The next breakthrough for ADCs came in the 2011 to 2013 time frame when two drugs were approved for different types of cancer: Kadcyla by Roche (OTC: RHHBY) for HER2-positive breast cancer and Adcetris by Seattle Genetics (now known as Seagen) for relapsed Hodgkin lymphoma and relapsed systemic anaplastic large cell lymphoma. These two drugs showed improved efficacy and safety over conventional chemotherapy, and became the first commercially successful ADCs. Since then, several more ADCs have been approved for various malignancies, such as bladder, ovarian, gastric, lung, and breast cancers.
The market for ADCs has grown rapidly in recent years, reaching $4.3 billion in 2020. It is expected to blossom into a $20 billion market by 2028 as more ADCs are developed and approved for more indications. The space has also seen a tremendous amount of deal activity in recent years, with AbbVie's $10.1 billion deal for ImmunoGen being the latest example. This merger and acquisition (M&A) bonanza in the ADC space took decades to come to fruition, but there's little doubt the field will continue to be a hotbed of acquisition activity for the foreseeable future.
What can gene-editing investors learn from these examples?
Gene editing is a technology that allows scientists to make precise changes in the DNA of living cells. It has been widely touted as a revolutionary tool that could enable new treatments for genetic diseases, cancer, infectious diseases, and more. Although the first CRISPR-based product in history reached the market this year, the field as a whole is still very much in its infancy.

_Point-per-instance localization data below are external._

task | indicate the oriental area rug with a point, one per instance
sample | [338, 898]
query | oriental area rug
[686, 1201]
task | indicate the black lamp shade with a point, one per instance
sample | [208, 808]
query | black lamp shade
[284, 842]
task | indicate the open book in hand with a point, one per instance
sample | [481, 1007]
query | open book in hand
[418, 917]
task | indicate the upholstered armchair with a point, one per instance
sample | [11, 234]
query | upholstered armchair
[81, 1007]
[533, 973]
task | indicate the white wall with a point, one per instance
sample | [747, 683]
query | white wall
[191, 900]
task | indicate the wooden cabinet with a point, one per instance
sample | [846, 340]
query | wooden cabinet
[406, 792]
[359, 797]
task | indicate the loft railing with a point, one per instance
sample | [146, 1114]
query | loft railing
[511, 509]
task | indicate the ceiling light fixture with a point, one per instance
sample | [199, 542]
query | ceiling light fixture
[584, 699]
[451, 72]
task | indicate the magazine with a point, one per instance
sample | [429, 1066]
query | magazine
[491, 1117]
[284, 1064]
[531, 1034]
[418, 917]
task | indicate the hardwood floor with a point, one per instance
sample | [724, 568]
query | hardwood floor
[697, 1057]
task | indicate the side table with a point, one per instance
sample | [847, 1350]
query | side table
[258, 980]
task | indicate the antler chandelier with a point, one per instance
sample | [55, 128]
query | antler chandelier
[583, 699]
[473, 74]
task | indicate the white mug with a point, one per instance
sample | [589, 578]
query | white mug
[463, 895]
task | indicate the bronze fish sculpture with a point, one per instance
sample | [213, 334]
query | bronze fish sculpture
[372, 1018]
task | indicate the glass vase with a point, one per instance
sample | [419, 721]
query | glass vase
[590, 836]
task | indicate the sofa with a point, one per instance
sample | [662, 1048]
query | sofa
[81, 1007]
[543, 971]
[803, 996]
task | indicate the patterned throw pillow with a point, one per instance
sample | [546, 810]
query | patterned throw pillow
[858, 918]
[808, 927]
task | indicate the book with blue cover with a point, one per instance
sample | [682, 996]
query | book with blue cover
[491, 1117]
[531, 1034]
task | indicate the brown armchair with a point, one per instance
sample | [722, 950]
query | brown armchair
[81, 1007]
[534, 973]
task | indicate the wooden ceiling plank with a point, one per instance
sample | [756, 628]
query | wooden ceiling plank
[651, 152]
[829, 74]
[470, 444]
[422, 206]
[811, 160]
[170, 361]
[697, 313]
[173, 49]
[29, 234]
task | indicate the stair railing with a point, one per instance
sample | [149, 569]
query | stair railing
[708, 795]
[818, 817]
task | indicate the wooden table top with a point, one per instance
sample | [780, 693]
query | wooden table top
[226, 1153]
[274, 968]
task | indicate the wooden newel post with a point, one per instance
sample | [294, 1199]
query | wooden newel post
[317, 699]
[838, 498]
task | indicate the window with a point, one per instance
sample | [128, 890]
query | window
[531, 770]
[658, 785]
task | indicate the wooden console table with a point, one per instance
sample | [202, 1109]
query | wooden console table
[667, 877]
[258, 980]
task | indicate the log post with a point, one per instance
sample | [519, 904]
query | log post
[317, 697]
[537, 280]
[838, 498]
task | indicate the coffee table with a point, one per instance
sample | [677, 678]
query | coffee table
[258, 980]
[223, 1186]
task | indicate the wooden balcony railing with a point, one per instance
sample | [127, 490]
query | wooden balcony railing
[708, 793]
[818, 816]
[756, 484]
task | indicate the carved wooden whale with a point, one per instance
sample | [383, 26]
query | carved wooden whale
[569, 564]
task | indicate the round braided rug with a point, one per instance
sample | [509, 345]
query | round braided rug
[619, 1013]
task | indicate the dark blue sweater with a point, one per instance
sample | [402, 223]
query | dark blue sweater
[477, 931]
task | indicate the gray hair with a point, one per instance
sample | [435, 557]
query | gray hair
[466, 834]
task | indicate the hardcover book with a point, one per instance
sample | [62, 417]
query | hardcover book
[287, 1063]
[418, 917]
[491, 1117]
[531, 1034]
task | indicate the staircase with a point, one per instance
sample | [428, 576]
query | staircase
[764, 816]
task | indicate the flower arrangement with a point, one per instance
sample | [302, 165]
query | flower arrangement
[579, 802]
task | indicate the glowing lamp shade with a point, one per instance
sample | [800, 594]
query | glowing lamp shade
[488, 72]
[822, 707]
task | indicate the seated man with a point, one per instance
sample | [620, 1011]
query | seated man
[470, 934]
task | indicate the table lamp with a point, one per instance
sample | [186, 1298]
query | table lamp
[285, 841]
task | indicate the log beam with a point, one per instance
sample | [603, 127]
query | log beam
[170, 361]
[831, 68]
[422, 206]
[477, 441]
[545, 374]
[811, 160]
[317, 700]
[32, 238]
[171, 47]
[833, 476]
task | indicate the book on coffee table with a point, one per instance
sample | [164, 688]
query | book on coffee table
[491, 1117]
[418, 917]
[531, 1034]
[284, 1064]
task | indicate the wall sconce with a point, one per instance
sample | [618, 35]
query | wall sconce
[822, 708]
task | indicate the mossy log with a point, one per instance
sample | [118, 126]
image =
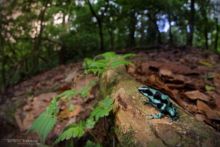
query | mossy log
[134, 128]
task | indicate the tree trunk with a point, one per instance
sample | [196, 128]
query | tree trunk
[153, 30]
[112, 40]
[170, 30]
[206, 37]
[217, 34]
[3, 76]
[132, 28]
[100, 26]
[191, 23]
[135, 129]
[38, 38]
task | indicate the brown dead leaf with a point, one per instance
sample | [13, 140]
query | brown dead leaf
[203, 107]
[197, 95]
[200, 117]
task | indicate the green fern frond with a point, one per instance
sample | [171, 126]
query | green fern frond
[75, 130]
[84, 92]
[101, 110]
[92, 144]
[78, 129]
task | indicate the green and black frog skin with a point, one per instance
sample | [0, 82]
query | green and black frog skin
[160, 101]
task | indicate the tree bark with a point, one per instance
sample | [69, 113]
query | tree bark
[3, 76]
[153, 29]
[217, 34]
[38, 38]
[170, 30]
[132, 29]
[135, 129]
[191, 23]
[100, 25]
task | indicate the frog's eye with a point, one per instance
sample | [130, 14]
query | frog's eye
[147, 91]
[157, 96]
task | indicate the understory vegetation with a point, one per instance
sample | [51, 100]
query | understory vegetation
[38, 35]
[47, 120]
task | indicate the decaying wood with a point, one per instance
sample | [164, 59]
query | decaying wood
[134, 128]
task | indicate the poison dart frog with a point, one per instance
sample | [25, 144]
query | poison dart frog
[160, 101]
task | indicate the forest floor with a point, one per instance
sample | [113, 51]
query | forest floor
[190, 76]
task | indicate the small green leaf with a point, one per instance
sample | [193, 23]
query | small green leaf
[92, 144]
[75, 130]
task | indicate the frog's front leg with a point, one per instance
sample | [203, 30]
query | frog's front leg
[156, 116]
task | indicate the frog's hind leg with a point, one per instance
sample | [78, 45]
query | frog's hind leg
[156, 116]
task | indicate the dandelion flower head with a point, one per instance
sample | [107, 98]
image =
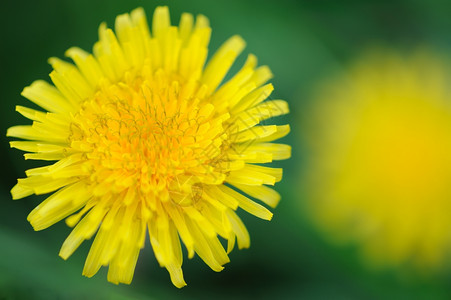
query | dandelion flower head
[381, 161]
[148, 141]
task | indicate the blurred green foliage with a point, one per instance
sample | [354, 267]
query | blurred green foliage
[302, 41]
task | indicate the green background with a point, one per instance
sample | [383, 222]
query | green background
[302, 42]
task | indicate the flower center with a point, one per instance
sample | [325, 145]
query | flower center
[151, 132]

This fact has led to a stomach-churning level of volatility among stocks tied to CRISPR and related forms of gene editing, such as base and prime editing over the last few years. The table below lays this point bare.
|
Company |
Current MC (in billions) |
Peak MC (in billions) |
% Change |
|---|---|---|---|
|
Beam Therapeutics |
2.33 |
7.7 |
-69 |
|
Caribou Biosciences |
0.550 |
1.82 |
-69 |
|
CRISPR Therapeutics |
5.4 |
15 |
-64 |
|
Editas Medicine |
.868 |
5.7 |
-85 |
|
Intellia Therapeutics |
2.78 |
12.1 |
-77 |
|
Prime Medicine |
.720 |
2.0 |
-64 |
|
Verve Therapeutics |
.733 |
3.5 |
-79 |
|
Total |
13.4 |
47.8 |
*-72 |
MC = Market Capitalization. Data courtesy of Ycharts. *Percent decline in the total market cap from peak to current among these high-profile gene-editing stocks.
The total market capitalization among the field's best-known players has declined by 72% from its all-time high at the time of this writing. Moreover, this dramatic revaluation has occurred despite CRISPR Therapeutics (CRSP 0.34%) landmark regulatory approval this year, along with a handful of notable investments from heavyweights such as Eli Lilly, Pfizer, Regeneron Pharmaceuticals, and Vertex Pharmaceuticals over the past few years.
Investing takeaway
The history of weight-loss drugs and ADCs shows that biotech innovation is not a linear process but a complex and dynamic one that requires a tremendous amount of patience. However, for those who do decide to take the long view with gene-editing stocks, the payoff could be truly life-changing.
After all, CRISPR Therapeutics is targeting a wide array of indications that could be worth tens of billions in future sales, and next-generation techniques like prime editing could broaden the technology's applicability beyond rare diseases -- an endeavor that may one day unlock hundreds of billions in annual revenue.
That's an exceptionally intriguing value proposition, given the total market cap of these gene-editing pioneers presently stands at a meager $13.4 billion.